Le litige a débuté par un grief pour réclamer une indemnité de licenciement équivalente à quatre semaines de salaire par année de service en vertu de l'article 2091 du Code civil du Québec et inclus dans la convention collective de travail du Syndicat démocratique des employés de garage, Saguenay-Lac-Saint-Jean (CSD).
Normes du travail
L'employeur prétendait que cette clause n'avait pas d'application en vertu d'une décision antérieure (arrêt Isidore Gagnon) de la Cour suprême sur l'incompatibilité de cette disposition du Code civil avec le régime des rapports collectifs de travail en milieu syndiqué. Il fallait donc s'en tenir à l'article 82 de la Loi sur les normes du travail (LNT), beaucoup moins généreuse pour les salariés. La LNT ne prévoit qu'une indemnité maximale de huit semaines pour un salarié qui a dix ans de service continu ou plus.

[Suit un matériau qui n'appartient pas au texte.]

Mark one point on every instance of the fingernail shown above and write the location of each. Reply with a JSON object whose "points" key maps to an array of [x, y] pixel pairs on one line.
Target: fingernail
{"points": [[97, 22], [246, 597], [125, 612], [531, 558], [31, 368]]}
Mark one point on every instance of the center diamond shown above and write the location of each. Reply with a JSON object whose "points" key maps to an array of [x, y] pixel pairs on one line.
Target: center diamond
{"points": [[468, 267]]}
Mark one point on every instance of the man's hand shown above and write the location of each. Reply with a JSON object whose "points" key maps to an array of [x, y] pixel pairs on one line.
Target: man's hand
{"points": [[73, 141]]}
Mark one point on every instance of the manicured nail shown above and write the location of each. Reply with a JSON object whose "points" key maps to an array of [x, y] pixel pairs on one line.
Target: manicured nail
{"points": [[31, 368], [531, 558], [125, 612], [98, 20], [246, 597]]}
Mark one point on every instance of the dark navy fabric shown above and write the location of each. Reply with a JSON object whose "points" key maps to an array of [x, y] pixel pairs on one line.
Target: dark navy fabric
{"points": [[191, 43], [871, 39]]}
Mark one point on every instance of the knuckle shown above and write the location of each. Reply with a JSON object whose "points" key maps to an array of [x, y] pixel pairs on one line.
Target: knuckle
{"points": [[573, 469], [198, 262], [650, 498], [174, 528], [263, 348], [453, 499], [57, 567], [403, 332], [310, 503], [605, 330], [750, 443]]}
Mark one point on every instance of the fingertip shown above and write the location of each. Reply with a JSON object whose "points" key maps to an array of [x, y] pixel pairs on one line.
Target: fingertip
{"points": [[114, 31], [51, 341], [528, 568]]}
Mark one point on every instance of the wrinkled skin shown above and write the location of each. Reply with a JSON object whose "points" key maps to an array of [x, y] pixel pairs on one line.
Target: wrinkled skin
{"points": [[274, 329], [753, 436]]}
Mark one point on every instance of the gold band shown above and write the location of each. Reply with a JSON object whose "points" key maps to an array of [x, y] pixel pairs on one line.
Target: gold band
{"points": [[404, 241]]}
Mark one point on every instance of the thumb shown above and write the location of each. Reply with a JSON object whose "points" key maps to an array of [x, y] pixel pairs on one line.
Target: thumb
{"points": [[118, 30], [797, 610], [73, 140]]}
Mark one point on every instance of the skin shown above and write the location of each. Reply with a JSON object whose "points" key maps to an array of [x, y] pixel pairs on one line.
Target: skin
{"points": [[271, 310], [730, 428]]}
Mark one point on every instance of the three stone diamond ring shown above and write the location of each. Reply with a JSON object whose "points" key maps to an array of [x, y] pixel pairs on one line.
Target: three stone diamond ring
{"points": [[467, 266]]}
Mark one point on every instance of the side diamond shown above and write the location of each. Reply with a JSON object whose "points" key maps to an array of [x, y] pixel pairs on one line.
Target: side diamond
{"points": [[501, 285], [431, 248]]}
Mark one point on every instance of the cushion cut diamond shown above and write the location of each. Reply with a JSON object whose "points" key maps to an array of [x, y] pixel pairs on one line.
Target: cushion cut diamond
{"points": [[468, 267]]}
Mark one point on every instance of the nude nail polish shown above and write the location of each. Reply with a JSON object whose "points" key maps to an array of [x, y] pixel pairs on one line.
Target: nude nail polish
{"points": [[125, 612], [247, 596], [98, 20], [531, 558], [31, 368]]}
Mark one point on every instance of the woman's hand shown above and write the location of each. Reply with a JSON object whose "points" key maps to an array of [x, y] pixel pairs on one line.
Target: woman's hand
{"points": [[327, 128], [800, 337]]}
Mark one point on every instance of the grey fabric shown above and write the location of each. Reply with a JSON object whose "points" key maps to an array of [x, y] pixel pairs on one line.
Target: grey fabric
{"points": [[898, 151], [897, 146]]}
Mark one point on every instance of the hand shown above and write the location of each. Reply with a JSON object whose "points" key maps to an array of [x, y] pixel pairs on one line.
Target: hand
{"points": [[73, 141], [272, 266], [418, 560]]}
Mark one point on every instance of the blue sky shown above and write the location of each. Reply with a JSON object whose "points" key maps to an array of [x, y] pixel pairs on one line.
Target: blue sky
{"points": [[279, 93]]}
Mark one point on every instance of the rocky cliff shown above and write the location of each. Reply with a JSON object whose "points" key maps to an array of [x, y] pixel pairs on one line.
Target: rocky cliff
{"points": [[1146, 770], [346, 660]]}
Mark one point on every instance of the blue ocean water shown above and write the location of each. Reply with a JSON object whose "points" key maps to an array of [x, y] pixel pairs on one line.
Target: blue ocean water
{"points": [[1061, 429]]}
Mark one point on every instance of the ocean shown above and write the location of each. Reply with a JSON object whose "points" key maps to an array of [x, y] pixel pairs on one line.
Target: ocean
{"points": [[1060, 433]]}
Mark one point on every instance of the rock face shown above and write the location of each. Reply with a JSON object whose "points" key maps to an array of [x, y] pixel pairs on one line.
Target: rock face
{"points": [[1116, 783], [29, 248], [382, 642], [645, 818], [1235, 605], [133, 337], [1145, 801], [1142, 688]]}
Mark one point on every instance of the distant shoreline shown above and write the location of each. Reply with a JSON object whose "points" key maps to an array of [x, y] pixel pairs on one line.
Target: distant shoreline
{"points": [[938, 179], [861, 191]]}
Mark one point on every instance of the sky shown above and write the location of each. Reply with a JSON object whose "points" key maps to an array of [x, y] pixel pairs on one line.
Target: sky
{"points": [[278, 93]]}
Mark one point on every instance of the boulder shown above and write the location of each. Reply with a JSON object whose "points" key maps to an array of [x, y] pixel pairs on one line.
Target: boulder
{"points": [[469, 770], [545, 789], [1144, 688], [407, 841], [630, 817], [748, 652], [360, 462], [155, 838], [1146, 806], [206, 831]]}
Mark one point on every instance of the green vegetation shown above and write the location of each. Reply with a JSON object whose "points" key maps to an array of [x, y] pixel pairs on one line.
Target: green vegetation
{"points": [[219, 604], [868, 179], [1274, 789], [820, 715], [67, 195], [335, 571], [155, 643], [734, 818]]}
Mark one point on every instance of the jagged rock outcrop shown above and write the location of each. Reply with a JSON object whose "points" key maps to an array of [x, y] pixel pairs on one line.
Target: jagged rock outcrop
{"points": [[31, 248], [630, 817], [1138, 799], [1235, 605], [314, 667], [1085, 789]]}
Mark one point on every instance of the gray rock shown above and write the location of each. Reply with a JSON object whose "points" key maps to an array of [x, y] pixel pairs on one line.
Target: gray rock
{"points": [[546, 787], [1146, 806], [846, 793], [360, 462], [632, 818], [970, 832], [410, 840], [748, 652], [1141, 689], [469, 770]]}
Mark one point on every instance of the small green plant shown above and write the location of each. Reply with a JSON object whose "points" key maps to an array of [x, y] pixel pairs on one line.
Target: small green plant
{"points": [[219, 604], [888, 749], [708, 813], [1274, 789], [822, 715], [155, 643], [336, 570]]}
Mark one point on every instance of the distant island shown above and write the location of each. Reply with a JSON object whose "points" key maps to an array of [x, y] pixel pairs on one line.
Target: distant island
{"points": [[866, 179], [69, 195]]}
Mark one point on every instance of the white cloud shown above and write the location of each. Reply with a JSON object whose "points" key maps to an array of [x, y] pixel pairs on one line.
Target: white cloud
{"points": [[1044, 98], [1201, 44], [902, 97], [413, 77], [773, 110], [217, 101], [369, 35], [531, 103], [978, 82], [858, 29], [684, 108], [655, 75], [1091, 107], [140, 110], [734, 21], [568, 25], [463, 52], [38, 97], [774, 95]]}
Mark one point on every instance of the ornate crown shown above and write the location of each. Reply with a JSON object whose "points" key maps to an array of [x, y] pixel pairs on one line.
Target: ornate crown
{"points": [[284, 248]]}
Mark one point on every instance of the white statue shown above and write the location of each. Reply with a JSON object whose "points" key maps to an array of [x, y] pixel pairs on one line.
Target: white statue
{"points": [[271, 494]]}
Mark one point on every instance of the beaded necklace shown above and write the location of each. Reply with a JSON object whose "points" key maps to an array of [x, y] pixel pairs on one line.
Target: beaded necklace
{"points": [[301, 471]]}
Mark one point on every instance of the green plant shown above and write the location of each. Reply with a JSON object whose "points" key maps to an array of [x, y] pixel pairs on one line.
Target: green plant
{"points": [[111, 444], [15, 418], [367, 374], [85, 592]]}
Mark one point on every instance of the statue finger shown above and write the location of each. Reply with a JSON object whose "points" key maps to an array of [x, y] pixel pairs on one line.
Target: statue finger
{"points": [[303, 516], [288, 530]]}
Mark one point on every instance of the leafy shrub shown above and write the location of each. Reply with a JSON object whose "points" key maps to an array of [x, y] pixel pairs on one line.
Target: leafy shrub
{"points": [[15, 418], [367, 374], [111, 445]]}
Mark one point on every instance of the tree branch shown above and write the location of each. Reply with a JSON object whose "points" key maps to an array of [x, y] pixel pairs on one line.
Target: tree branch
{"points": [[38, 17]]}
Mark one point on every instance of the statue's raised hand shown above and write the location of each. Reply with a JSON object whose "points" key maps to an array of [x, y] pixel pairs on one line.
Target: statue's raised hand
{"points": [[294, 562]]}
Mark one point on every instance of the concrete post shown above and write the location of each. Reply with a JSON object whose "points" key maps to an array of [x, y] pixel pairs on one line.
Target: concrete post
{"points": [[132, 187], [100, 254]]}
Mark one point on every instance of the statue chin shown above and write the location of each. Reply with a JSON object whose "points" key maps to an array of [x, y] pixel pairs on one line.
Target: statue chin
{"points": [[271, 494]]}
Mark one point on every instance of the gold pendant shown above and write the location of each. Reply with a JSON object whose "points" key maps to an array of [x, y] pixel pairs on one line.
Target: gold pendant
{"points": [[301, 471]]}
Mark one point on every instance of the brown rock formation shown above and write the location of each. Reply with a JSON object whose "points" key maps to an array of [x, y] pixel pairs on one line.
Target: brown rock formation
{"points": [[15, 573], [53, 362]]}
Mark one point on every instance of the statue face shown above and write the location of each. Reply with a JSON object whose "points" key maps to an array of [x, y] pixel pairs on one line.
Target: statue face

Le syndicat soutenait que la Cour suprême n'avait évoqué l'incompatibilité que dans les cas où la convention était muette au sujet l'article 2091 du Code civil. La convention collective des employés de garage prévoyait spécifiquement l'article en question, ce que la Cour d'appel a interprété comme étant la volonté des parties.
Arbitrage
Appelé à commenter les conséquences de la décision de la Cour suprême du Canada, l'avocat du syndicat, Me Jean-Luc Dufour, a indiqué qu'il contactera sous peu l'arbitre de grief pour qu'il entende la preuve de la réclamation des syndiqués.
« Maintenant que l'arbitre peut appliquer l'article du Code civil, nous pourrons établir la réclamation de chaque personne selon son âge, sa formation, son poste, ses années de service. Cela peut représenter plusieurs centaines de milliers de dollars. «
Le détail de chaque réclamation sera examiné par l'arbitre Denis Gagnon qui tranchera.Du côté patronal, Me Guy C. Dion, a déclaré que l'employeur se devait de vérifier cet aspect de la jurisprudence en raison des sommes impliquées. « Nous devrons nous rencontrer d'ici les prochains mois pour établir les droits de chacun «.